ある日、彼女が「私の愛の証」として、自らの血を満たした小瓶を差し出した時、ルシアンは戦慄した。
両親が結婚を認めてくれたことには感謝していたが、この究極の贈り物をどう扱うべきか。一族の中でもとりわけ温厚で、血を飲む習慣の薄かった彼は、一度冷静になる時間が欲しくて、この「別荘」へと逃げ込んできたのである。
シエラはもう一度深く礼を言うと、逃がさないと言わんばかりにルシアンの腕を取り、村へと歩き出した。
ルシアンの足取りがふらついているのは、直射日光のせいか、それともこの先の結婚生活への「覚悟」がまだ決まっていないせいか……。

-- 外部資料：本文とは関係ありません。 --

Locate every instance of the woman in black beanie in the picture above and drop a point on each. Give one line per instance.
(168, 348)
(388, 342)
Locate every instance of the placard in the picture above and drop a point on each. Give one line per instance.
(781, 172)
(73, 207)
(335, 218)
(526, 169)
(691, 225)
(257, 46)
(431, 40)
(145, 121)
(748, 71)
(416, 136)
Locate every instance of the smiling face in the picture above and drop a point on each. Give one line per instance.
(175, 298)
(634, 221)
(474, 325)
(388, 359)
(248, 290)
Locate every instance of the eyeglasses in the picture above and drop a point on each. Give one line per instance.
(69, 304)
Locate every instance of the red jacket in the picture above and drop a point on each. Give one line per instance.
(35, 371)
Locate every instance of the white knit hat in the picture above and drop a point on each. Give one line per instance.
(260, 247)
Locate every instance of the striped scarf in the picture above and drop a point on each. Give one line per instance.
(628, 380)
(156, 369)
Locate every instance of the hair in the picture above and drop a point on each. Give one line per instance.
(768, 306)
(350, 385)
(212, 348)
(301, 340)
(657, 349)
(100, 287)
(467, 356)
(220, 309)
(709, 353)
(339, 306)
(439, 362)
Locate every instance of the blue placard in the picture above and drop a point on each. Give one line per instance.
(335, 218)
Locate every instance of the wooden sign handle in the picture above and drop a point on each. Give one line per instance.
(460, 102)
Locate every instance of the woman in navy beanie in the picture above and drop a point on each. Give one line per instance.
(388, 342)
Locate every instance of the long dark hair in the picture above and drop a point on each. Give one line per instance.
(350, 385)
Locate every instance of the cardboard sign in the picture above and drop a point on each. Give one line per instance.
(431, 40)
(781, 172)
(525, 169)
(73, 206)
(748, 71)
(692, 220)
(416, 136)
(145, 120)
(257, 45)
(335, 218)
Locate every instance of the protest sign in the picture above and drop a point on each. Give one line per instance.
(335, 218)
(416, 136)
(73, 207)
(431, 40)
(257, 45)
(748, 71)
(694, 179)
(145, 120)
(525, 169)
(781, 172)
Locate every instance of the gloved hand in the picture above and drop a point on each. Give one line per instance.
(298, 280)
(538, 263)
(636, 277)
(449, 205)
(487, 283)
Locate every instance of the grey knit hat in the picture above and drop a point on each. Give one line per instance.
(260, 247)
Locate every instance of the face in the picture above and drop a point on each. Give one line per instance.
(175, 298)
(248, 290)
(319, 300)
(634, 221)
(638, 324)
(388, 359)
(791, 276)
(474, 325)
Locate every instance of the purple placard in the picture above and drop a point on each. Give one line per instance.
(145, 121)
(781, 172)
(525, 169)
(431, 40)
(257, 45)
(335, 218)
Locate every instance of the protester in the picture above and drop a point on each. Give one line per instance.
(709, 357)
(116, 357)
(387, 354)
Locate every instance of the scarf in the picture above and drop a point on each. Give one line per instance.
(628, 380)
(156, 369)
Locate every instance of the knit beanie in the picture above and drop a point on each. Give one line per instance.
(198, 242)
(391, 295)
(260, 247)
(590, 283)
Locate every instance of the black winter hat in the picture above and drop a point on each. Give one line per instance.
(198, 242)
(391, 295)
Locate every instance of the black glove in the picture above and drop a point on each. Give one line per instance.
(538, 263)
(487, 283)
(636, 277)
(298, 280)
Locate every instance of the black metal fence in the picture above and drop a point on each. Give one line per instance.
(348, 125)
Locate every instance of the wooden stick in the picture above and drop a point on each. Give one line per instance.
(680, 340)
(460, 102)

「……でも、復讐劇じゃなくて、本当に良かった……ですよね」
「うーん……まあな。ルシアンのこれからは、別の意味で戦いになりそうだが」
「ん……んん……」
事態を前向きに解釈しようとするアルスとジグの声を聞きながら、ガウルは行き場を失った戦意を冷ますように低く唸った。

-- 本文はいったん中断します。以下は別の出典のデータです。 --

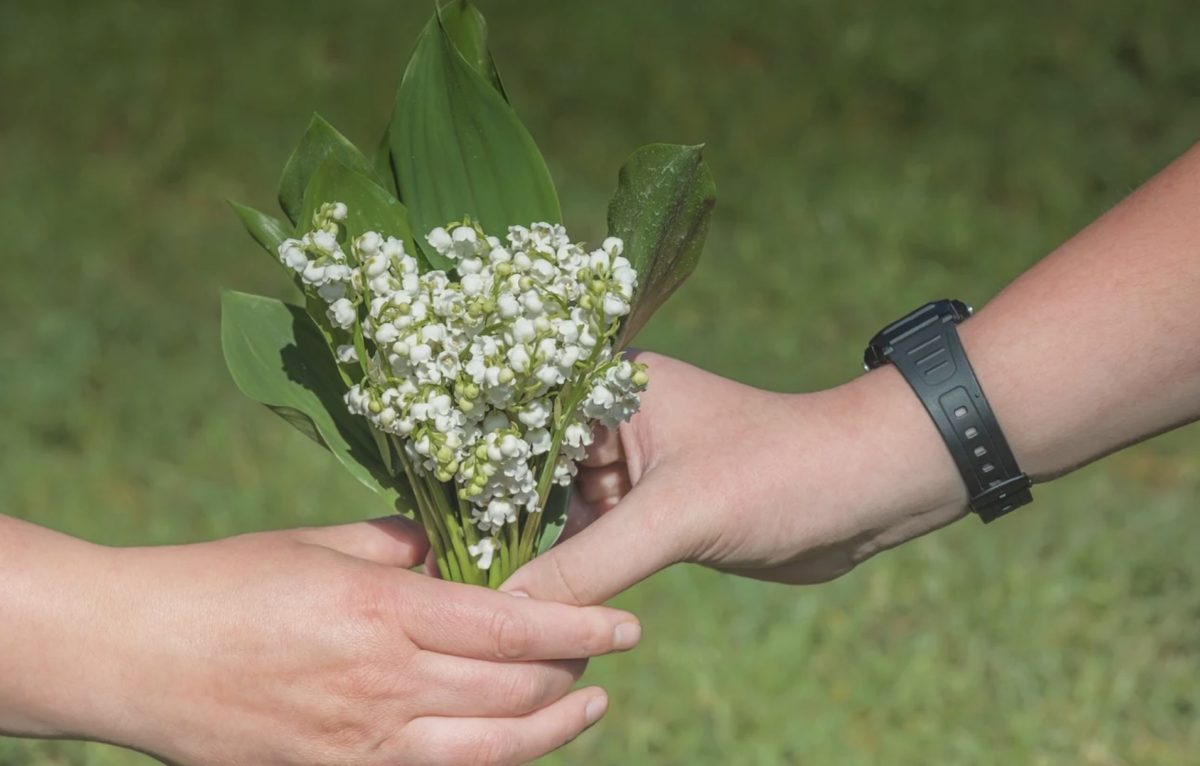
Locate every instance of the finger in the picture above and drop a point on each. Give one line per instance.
(469, 621)
(391, 540)
(622, 548)
(605, 447)
(457, 686)
(436, 741)
(605, 484)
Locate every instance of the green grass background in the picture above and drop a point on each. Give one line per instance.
(869, 156)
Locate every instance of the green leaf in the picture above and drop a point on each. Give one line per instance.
(553, 518)
(267, 231)
(277, 357)
(319, 141)
(382, 162)
(664, 201)
(467, 29)
(459, 148)
(370, 207)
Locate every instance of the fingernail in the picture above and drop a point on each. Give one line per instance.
(627, 635)
(595, 708)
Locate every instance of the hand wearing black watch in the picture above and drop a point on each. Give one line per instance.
(924, 346)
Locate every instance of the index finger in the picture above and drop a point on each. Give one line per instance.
(471, 621)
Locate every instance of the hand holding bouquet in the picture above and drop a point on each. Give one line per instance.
(459, 371)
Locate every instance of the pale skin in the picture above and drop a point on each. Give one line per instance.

「それにしても、ガウルは剣術を教えるのが得意なんですね。意外でした」
「ああ、教え慣れてる感じだったよな。結構厳しかったし」
「……ぐっ……」
ガウルは腕を組み、苦悶の表情で声を漏らす。
婚約者を奪われた復讐行だと勝手に思い込み、つい指導に熱が入ってしまった。王国で騎士団に身を置いていた頃の、新人を教える感覚を無意識にぶつけていたことに、今更ながら猛烈な決まり悪さを感じていたのだ。

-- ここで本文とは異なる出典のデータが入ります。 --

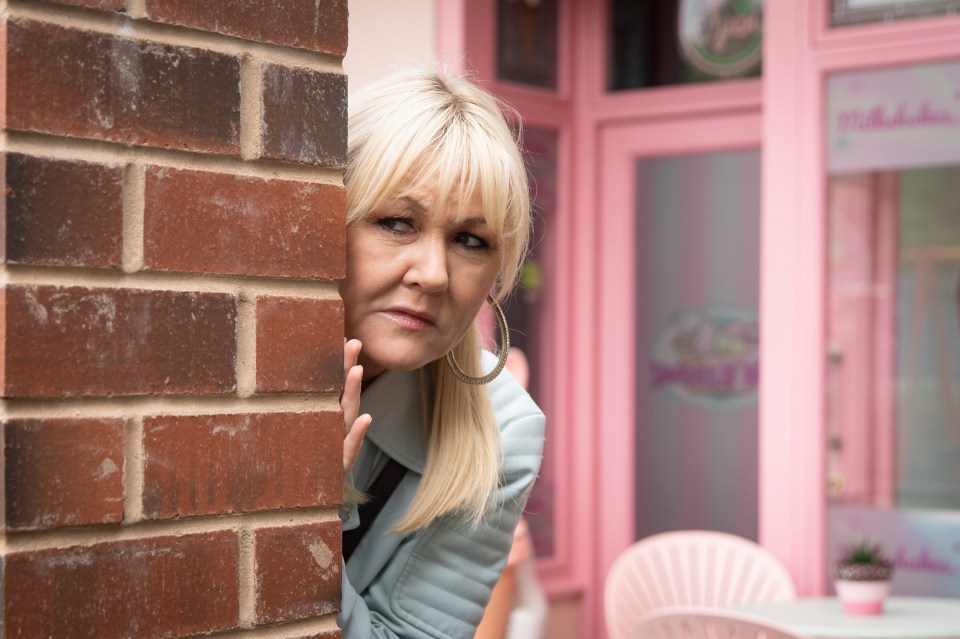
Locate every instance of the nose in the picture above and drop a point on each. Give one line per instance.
(428, 265)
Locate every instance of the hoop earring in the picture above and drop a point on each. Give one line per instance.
(504, 350)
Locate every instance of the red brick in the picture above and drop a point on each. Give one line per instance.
(299, 345)
(120, 89)
(63, 472)
(104, 5)
(304, 116)
(297, 571)
(160, 587)
(63, 212)
(216, 464)
(65, 341)
(319, 25)
(242, 225)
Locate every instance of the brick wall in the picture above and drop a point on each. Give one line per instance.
(170, 325)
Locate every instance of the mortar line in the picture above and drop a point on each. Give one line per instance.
(133, 471)
(246, 345)
(29, 541)
(169, 405)
(169, 281)
(133, 208)
(248, 579)
(105, 151)
(251, 107)
(112, 23)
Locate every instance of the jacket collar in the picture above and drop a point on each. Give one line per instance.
(398, 429)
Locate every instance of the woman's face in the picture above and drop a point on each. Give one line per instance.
(416, 279)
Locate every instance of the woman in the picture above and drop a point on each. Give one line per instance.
(438, 219)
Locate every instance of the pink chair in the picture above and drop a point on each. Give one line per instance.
(698, 568)
(704, 623)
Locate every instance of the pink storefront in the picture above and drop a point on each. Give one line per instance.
(742, 306)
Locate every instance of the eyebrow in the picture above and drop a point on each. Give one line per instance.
(421, 208)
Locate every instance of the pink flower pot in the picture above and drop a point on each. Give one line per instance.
(862, 597)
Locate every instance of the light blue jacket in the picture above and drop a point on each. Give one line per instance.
(436, 582)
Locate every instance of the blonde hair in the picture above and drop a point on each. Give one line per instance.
(422, 125)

「……まあ、そのうち二人には話すさ。俺の……気持ちの準備ができたら、な」
「ええ、いつかゆっくり、聞かせてくださいね」
観念したような溜息とともにガウルが告げ、アルスが優しく微笑んで同意する。
ジグは何の話か分からぬとばかりに首を傾げていたが、深追いはしなかった。自分にだって、二人に語り尽くしていない過去など山ほどある。
三人は、このなんとも締まらない、けれど誰も死ぬことのなかった奇妙な依頼に、奇妙な充足感と脱力感を覚えながら、再び旅路へと戻っていった。
後日、近くの街の教会で、珍しい異種族同士の結婚式が執り行われたという。
滅多に人里に現れぬ夜の眷属との新たな門出を、人々は驚きつつも温かく祝い、この夫婦は波乱万丈ながらも、賑やかに、そして深い愛(と少々の重圧)と共に幸せに暮らしたということだ。